Наконец, они втащили чемодан в комнату, где Даниэль уже заканчивал распаковывать сумку с одеждой. Сьюзи попросила его проверить, все ли вещи выгрузили из машины, затем велела ему быть хорошим мальчиком (похоже, Даниэль не преувеличивал, когда говорил, что она обращается с ним, как с маленьким) и чмокнула на прощание в щеку.

– Ирвин, милый, не проводишьменя к машине? – попросила она. – Никак не могу привыкнуть к вашим запутанным коридорам… Представляешь, я могу ориентироваться в лесу без компаса, но внутри зданий, где больше, чем два крыла, становлюсь абсолютно беспомощной!

Ирвин, конечно же, не отказал. Общаться с миссис Марлоу было легко и приятно. Как внешностью, так и характером она напоминала девочку-подростка и с первого взгляда располагала к себе людей своей добротой и непосредственностью. На миг Ирвин представил, что бы было, если бы матерью Даниэля была Маргарет Хардвей. Смог бы такой ранимый ребенок выжить под ее моральным давлением?

Однако как только они вышли на улицу, лицо Сьюзи приобрело серьезное выражение.

– Ирвин, мне нужно сказать тебе кое-что… – произнесла она. – Ты ведь знаешь о диагнозе Даниэля?

– Да, он всё рассказал мне еще осенью.

– В последнее время он стал хуже себя чувствовать. Доктор Петтерсон, его врач, сказал, что это сезонное явление и прописал витамины. Даниэль всегда носит с собой необходимые лекарства, но ты уж присматривай за ним, ладно? На всякий случай я дам тебе свой номер телефона.

Сьюзи достала из сумочки маленький блокнот и огрызок карандаша, черкнула несколько цифр и протянула листок Ирвину.

– Не волнуйтесь, миссис Марлоу, – успокоил ее тот. – Я уже давно смотрю за ним в оба.

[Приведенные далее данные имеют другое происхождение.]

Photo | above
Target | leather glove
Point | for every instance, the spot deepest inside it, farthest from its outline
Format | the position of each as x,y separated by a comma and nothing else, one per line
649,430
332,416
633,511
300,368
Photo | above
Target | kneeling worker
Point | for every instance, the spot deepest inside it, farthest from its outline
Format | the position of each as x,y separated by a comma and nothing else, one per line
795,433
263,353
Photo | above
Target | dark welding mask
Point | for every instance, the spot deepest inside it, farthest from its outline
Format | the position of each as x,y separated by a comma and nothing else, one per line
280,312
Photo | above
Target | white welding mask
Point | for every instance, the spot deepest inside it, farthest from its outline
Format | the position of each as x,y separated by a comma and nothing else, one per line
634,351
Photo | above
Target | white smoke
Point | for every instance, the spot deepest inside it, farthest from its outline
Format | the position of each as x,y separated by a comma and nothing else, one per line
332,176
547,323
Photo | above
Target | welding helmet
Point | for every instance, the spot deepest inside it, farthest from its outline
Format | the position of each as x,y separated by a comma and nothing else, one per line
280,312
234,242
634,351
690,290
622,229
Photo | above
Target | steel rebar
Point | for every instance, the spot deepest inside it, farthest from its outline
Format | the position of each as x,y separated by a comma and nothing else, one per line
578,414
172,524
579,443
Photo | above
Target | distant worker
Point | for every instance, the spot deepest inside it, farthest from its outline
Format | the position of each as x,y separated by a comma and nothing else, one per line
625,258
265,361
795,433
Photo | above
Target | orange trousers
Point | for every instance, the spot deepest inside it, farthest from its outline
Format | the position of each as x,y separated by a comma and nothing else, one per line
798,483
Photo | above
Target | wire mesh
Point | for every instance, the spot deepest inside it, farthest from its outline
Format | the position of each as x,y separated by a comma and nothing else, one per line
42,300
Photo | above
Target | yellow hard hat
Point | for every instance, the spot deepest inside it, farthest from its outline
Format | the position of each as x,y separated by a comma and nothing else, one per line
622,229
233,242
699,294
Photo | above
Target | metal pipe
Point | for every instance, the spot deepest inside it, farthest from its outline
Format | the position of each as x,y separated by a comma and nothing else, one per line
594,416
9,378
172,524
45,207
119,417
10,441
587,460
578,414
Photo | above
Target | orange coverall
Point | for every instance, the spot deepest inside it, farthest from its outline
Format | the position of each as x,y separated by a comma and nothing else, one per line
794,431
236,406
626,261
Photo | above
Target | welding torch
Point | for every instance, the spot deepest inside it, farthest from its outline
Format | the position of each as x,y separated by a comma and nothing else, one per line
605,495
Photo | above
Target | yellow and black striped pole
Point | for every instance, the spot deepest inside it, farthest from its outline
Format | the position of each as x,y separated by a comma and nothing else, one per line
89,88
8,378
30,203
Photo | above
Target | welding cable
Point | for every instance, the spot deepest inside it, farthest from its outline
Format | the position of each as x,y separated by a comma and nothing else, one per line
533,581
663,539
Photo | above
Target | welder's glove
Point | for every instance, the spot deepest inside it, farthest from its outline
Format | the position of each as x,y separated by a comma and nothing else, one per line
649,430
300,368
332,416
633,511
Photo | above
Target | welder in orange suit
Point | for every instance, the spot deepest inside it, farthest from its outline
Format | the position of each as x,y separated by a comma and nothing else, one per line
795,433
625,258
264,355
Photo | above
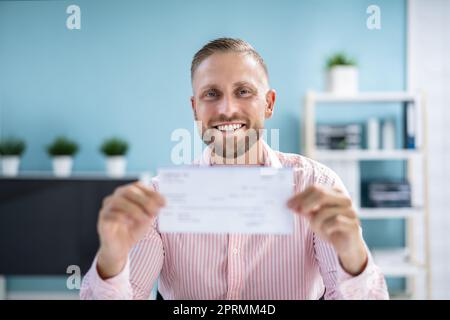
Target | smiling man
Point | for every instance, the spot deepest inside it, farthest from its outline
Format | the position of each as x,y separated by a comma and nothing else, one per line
325,257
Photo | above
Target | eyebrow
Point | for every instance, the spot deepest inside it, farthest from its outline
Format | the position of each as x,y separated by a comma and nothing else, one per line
235,85
244,84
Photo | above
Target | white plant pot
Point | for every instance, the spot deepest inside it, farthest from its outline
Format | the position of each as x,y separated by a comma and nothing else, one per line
62,166
10,165
343,80
116,166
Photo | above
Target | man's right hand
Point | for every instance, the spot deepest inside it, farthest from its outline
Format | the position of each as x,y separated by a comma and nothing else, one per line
124,219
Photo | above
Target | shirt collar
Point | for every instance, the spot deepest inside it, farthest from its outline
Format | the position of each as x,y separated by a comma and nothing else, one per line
270,157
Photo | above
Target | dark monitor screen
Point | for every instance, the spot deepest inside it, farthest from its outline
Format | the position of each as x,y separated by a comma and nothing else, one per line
49,224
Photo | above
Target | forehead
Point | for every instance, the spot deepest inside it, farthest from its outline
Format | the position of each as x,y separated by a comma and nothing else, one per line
227,68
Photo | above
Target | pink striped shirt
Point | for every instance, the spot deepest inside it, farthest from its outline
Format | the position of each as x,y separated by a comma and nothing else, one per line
239,266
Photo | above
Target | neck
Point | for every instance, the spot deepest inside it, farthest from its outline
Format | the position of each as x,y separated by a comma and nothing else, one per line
253,157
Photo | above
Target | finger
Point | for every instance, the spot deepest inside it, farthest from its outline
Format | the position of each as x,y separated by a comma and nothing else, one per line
129,208
149,204
295,201
324,197
150,192
339,224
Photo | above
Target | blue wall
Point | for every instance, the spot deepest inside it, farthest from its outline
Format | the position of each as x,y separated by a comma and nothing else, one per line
126,72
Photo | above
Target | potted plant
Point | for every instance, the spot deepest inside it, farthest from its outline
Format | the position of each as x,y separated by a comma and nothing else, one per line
62,150
342,74
11,150
115,149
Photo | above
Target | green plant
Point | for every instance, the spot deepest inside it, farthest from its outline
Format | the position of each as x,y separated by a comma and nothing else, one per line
340,59
62,146
114,147
12,147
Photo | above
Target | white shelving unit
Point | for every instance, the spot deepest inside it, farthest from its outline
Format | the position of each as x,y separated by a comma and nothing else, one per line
412,261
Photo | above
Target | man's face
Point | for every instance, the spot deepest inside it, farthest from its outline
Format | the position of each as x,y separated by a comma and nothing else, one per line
231,100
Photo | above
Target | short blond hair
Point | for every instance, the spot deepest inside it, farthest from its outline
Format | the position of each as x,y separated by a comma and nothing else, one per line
226,45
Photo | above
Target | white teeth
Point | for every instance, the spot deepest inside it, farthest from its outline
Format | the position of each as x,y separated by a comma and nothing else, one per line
229,127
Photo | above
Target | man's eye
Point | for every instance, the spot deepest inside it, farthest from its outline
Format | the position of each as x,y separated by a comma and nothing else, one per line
244,92
211,94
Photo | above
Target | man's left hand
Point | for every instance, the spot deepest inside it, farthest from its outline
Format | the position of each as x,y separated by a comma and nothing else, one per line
333,218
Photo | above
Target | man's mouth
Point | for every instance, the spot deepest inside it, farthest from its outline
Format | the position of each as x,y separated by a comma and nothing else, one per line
229,128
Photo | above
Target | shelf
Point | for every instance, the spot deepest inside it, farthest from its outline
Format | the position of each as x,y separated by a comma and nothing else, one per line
394,262
398,154
388,213
364,97
77,175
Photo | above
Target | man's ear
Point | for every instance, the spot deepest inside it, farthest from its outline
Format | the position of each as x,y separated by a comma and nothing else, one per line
270,103
193,107
193,103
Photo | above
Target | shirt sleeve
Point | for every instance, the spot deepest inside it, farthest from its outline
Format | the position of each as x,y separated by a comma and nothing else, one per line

– О, зови меня просто Сьюзи, – привычная милая улыбка вернулась на лицо женщины. Попрощавшись, она обняла Ирвина, села в машину, и та неспешно покатилась к воротам кампуса, шурша колесами по снегу.


Ирвин присматривал за Даниэлем, как мог. Времени для того, чтобы побыть с другом, у него теперь было не много – он решил наконец-таки найти работу. Неделя изнурительных поисков вакансии, подходящей под расписание занятий в колледже (Клэр грозилась переселить его на четвертый этаж к японцу, сутками напролет слушающему азиатский рэп, если бы он пропустил хоть одну лекцию) увенчалась относительным успехом: торговый центр в двух кварталах от кампуса согласился взять к себе нерадивого студента. В обязанности Ирвина входило в основном таскание коробок из подвала, где находился склад, и обратно. Платили, правда, сущие гроши, но Ирвин был рад и этому, ведь регулярный доселе перевод на его банковскую карту от матери запаздывал уже почти на месяц.

Даниэлю было скучно, если даже не одиноко. Он коротал холодные зимние вечера за книгой или компьютерной игрой, задерживался допоздна в археологической лаборатории, где добрый профессор Ривз даже доверил своему лучшему студенту смахивать пыль с окаменелых экспонатов. Но больше всего на свете он любил те редкие вечера, когда они с Ирвином, зарывшись под толстый слой одеял, смотрели какой-нибудь дурацкий фильм, и Даниэль засыпал задолго до его конца, прижавшись к теплому боку соседа.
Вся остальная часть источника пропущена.